2.2.1.2. the net profit margin (NPAT/Revenue) of the Measured Entity for the Measurement Period, was less than a quarter of the industry norm during the Measurement Period.

2.2.2. Where either of the factors in 2.2.1.1. or 2.2.1.2. is present then the average NPAT of the Measured Entity over the last five years will be the basis for determining the Targets unless:

2.2.2.1. the Measured Entity did not make a profit on average over the last five years; or

2.2.2.2. the average net profit margin of the Measured Entity over the last five years was less than a quarter of the industry norm for the net profit margin during the Measurement Period.
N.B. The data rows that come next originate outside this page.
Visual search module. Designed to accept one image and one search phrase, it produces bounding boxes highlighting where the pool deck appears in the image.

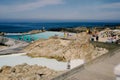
[53,48,120,80]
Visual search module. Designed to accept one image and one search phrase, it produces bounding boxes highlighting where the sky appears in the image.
[0,0,120,22]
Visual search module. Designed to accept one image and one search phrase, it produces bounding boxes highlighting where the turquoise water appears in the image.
[5,31,64,42]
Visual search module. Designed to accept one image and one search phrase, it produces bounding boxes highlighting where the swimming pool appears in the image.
[0,53,84,71]
[5,31,64,42]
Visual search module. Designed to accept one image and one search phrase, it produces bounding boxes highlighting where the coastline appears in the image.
[1,25,120,55]
[0,23,119,35]
[0,25,120,80]
[0,0,120,79]
[57,26,120,33]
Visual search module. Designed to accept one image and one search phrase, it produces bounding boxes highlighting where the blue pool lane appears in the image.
[5,31,64,42]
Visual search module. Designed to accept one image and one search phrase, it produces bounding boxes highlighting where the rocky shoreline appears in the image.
[48,26,120,33]
[0,63,63,80]
[24,29,45,34]
[1,25,120,36]
[1,29,46,36]
[0,36,29,55]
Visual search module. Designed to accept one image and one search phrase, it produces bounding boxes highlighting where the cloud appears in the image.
[0,0,64,13]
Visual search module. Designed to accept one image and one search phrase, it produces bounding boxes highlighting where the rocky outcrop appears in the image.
[0,45,7,50]
[24,32,108,62]
[0,32,4,36]
[0,63,61,80]
[62,27,87,33]
[0,36,29,55]
[27,30,43,34]
[0,36,28,46]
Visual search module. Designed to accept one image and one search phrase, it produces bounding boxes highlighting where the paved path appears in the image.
[65,48,120,80]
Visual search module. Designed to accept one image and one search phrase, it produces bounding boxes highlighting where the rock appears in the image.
[24,32,108,62]
[0,32,4,36]
[0,36,8,45]
[0,66,12,74]
[0,64,61,80]
[28,30,43,34]
[0,36,29,55]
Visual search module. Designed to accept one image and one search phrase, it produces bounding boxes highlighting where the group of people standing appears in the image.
[64,32,70,38]
[86,28,99,42]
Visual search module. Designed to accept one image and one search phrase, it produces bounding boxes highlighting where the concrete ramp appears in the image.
[52,48,120,80]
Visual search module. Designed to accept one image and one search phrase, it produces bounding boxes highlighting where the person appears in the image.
[86,28,90,34]
[64,32,66,38]
[67,32,69,37]
[90,35,94,41]
[96,35,99,41]
[95,31,99,41]
[67,60,71,69]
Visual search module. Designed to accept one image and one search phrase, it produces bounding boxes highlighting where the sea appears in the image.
[0,22,120,33]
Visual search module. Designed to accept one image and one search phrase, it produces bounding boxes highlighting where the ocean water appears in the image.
[0,22,120,33]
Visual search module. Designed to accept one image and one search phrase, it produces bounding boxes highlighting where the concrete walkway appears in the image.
[64,48,120,80]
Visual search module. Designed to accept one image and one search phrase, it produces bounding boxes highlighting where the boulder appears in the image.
[25,32,108,62]
[0,64,61,80]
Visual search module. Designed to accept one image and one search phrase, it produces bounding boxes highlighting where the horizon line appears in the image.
[0,19,120,23]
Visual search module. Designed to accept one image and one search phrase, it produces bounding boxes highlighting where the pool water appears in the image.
[0,53,84,71]
[5,31,64,42]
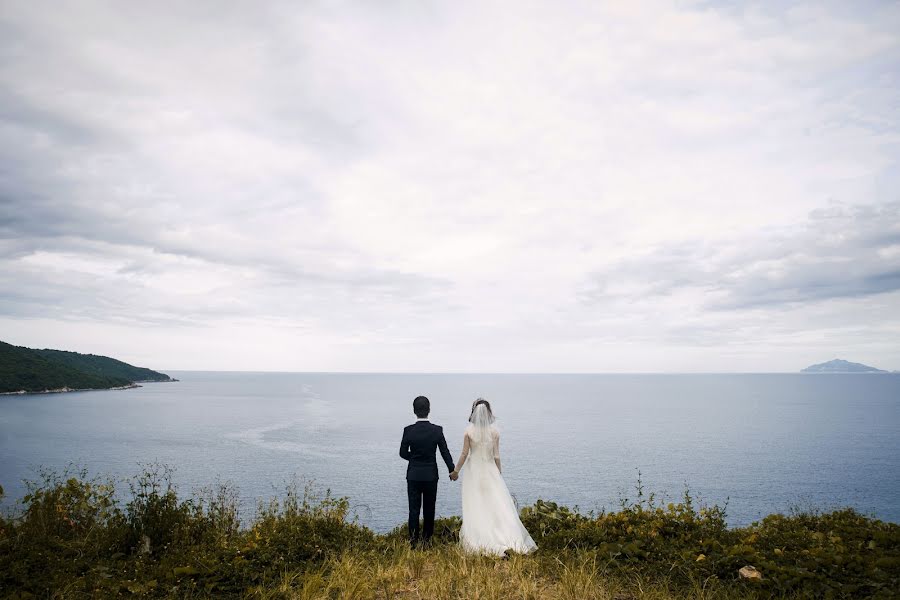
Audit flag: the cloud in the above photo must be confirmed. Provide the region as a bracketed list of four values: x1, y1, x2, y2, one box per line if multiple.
[582, 202, 900, 309]
[0, 0, 898, 370]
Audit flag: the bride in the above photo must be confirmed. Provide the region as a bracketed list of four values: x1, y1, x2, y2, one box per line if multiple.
[450, 398, 537, 555]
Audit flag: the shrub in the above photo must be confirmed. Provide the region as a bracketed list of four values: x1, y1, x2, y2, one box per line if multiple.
[123, 462, 196, 553]
[517, 489, 900, 597]
[0, 466, 125, 597]
[18, 466, 119, 542]
[727, 508, 900, 597]
[1, 467, 898, 598]
[240, 479, 376, 579]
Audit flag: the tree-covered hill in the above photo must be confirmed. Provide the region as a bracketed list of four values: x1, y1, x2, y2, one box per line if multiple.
[34, 347, 175, 383]
[0, 341, 173, 393]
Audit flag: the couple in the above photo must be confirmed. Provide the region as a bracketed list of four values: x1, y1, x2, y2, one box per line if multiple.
[399, 395, 537, 556]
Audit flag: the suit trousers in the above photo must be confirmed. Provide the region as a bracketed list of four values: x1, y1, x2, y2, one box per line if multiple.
[407, 479, 438, 544]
2.2.3. Where either of the factors in 2.2.1.1. to 2.2.1.2. are present concurrently with either of the factors in 2.2.2.1. to 2.2.2.2. then the Indicative NPAT of the Measured Entity for the Measurement Period, will be the basis for determining the Targets.
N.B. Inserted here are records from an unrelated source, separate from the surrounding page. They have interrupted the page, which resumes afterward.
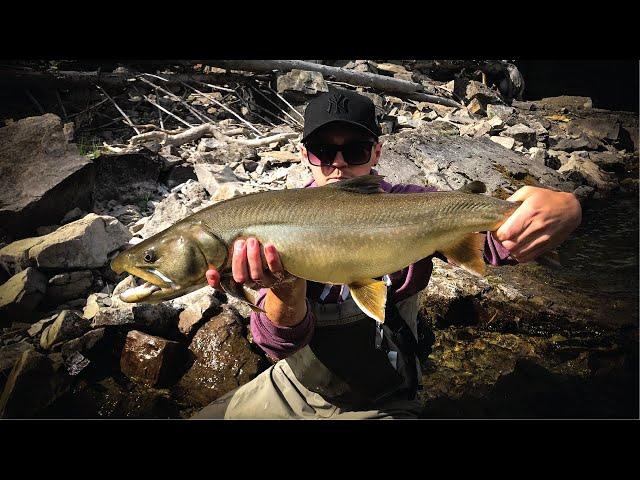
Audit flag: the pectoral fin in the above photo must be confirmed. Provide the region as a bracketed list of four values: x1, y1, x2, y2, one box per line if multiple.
[348, 278, 388, 323]
[220, 274, 266, 314]
[441, 232, 486, 276]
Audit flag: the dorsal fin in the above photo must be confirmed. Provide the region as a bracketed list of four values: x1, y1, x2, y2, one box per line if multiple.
[323, 175, 385, 194]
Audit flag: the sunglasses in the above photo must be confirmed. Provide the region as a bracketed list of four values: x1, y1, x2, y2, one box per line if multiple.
[305, 141, 375, 166]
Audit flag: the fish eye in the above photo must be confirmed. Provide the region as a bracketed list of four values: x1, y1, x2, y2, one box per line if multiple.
[143, 250, 155, 263]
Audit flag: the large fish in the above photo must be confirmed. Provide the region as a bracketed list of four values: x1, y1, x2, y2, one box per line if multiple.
[110, 175, 520, 322]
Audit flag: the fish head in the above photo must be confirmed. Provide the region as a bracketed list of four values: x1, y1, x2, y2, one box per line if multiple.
[110, 222, 227, 303]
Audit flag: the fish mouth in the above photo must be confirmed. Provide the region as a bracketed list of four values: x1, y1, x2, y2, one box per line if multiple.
[118, 267, 178, 303]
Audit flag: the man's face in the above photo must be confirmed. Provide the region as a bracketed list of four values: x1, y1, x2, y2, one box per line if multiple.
[300, 123, 382, 187]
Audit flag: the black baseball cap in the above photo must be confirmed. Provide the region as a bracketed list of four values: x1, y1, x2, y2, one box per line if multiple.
[302, 87, 381, 143]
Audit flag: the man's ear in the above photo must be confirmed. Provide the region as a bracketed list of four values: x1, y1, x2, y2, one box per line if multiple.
[372, 141, 382, 166]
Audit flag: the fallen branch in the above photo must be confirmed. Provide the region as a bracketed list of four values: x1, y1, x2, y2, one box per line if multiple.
[204, 60, 463, 108]
[129, 123, 298, 147]
[96, 84, 140, 134]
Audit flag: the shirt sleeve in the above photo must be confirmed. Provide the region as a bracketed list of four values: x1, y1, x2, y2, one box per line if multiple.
[249, 288, 315, 361]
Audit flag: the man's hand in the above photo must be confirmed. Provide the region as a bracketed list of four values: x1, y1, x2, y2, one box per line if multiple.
[205, 237, 293, 291]
[495, 186, 582, 263]
[205, 237, 307, 327]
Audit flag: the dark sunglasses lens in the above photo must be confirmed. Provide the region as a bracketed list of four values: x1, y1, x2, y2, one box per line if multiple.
[342, 143, 373, 165]
[307, 145, 336, 165]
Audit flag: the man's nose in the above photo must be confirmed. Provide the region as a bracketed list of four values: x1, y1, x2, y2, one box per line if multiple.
[331, 151, 349, 168]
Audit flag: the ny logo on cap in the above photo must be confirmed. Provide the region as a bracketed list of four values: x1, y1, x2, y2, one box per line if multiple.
[327, 93, 349, 114]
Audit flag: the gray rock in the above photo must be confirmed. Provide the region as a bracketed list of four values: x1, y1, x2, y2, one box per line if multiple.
[194, 163, 238, 197]
[285, 163, 313, 189]
[45, 270, 94, 305]
[486, 104, 517, 122]
[587, 151, 628, 173]
[452, 79, 504, 105]
[60, 328, 106, 358]
[567, 117, 621, 142]
[197, 138, 226, 152]
[60, 207, 86, 225]
[93, 152, 164, 204]
[40, 310, 91, 350]
[381, 125, 574, 195]
[501, 124, 537, 148]
[0, 342, 32, 391]
[572, 185, 595, 201]
[490, 136, 515, 150]
[277, 69, 329, 99]
[166, 164, 197, 189]
[0, 267, 48, 325]
[558, 156, 618, 191]
[529, 147, 547, 164]
[136, 193, 194, 239]
[16, 214, 131, 270]
[550, 135, 602, 152]
[0, 349, 71, 418]
[178, 292, 221, 336]
[0, 114, 95, 239]
[534, 96, 593, 111]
2.2.3.1. the Indicative NPAT is the Revenue of the Measured Entity for the Measurement Period, multiplied by a quarter of the industry norm net profit margin for the Measurement Period.
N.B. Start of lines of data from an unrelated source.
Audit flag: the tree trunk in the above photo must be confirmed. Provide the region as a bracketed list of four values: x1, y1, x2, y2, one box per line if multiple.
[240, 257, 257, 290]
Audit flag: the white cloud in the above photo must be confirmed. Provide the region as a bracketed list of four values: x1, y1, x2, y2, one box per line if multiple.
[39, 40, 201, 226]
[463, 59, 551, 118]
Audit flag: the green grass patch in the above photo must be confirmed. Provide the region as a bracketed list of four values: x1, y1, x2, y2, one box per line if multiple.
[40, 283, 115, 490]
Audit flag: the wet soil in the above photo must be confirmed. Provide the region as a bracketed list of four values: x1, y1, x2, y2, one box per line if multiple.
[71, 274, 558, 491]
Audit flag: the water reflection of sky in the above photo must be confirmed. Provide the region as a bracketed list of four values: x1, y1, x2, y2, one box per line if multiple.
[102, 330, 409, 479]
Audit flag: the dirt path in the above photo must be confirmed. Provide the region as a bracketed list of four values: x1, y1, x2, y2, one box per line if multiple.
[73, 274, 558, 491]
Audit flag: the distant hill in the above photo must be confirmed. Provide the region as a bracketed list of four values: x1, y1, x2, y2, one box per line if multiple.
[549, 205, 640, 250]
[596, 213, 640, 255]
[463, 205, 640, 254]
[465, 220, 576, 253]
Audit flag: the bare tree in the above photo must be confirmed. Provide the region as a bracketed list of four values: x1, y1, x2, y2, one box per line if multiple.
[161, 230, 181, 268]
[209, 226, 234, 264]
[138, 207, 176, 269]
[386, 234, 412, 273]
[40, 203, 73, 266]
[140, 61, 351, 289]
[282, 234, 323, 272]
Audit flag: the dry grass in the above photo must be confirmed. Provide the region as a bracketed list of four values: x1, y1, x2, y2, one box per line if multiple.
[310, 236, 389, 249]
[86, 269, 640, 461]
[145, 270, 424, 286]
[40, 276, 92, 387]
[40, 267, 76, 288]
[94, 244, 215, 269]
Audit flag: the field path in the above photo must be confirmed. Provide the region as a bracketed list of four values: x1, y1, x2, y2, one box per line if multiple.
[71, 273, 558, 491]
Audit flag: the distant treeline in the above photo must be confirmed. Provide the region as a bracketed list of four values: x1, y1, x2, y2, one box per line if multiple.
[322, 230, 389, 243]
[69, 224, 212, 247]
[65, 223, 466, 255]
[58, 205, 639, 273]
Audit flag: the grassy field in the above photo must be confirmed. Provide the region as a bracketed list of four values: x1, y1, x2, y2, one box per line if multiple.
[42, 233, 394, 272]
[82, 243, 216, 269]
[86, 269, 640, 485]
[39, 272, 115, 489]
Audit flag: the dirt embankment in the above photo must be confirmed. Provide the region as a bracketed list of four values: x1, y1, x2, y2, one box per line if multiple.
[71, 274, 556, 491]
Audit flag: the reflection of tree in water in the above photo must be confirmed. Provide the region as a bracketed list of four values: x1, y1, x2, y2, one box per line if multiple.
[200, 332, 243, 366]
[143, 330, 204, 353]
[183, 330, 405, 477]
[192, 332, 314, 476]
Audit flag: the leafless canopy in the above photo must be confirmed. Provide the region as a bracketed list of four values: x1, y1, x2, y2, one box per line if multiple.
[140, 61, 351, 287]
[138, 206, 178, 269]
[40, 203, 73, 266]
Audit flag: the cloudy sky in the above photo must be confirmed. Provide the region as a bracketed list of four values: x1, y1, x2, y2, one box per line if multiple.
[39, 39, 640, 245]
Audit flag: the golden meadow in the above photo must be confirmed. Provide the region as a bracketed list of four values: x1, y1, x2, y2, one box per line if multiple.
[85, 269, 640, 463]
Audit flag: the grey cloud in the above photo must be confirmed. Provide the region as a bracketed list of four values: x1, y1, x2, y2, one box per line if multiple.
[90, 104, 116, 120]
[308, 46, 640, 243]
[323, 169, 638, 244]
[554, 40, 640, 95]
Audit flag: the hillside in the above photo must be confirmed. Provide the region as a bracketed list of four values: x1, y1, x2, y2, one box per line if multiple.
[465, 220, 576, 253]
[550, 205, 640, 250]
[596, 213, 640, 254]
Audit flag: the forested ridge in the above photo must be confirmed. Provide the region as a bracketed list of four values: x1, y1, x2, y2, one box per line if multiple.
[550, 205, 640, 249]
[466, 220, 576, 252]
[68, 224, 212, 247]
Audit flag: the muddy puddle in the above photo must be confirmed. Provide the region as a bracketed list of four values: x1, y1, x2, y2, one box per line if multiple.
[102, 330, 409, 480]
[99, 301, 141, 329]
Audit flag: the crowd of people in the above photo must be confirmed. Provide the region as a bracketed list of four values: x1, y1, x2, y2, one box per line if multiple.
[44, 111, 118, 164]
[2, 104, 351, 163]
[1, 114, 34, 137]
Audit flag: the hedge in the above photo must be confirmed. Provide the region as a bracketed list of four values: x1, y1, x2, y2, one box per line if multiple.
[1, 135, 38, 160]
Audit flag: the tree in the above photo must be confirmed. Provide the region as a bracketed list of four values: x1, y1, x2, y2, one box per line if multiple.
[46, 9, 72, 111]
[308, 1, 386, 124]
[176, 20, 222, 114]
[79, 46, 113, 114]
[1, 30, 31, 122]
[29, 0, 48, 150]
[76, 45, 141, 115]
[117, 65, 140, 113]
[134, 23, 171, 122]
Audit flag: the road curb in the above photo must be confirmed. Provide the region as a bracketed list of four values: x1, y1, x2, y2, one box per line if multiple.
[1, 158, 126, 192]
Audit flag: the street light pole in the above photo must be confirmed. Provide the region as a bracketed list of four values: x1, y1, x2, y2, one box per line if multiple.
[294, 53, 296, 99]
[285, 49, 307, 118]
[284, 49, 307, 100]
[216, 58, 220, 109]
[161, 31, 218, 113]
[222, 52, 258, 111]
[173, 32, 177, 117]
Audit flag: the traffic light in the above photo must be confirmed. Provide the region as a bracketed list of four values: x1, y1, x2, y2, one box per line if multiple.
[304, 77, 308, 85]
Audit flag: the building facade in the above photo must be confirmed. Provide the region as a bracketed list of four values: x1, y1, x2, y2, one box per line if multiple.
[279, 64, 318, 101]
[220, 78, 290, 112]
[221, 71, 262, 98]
2.2.3.2. the industry norm net profit margin must be determined with reference to the quarterly statistics supplied by Stats SA or such other verifiable data that might be available for the particular industry the Measured Entity operates within.

 

3. Total Measured Procurement Spend

 

3.1.Total Measured Procurement Spend is calculated as follows:

Cost of Sales + Operational Expenditure + Capital Expenditure = Total Expenditure

3.2. The following items are then excluded from Total Expenditure to determine Total Measured Procurement Spend:

3.3. Taxation:

Any amount payable to any person which represents a lawful tax or levy imposed by an organ of state authorised to impose such tax or levy, including rates imposed by a municipality or other local government.

3.4. Salaries, Wages, Remunerations and Emoluments:

Any amount payable to an employee as an element of their salary or wage and any emolument or similar payment paid to a director of a Measured Entity

3.5. Pass-Through Third-Party Procurement:

All procurement for a third-party or a client that is recorded as an expense in the third-party or client’s annual financial statements but is not recorded as such in the Measured Entity’s annual financial statements

3.6. Empowerment Related Procurement:

(a) Investments in or loans to an Associated Enterprise; and

(b) Investments, loans or donations qualifying for recognition under any statement under Code Series 400 (Enterprise and Supplier Development) or 500 (Socio-Economic Development)

3.7. Certain Imports:

(a) Imported capital goods or components for value-added production in South Africa provided that: –

(i) There is no existing local production of such capital goods or components; and

(ii) Importing those capital goods or components promotes further value-added production within South Africa.

(b) Imported goods and services other than those listed above if there is no local production of those goods or services including, but not limited to, imported goods or services that: –

(i) Carry a brand different to the locally produced goods or services; or

(ii) Have different technical specifications to the locally produced goods or services

(iii) The Measured Entity produce an Enterprise Development plan.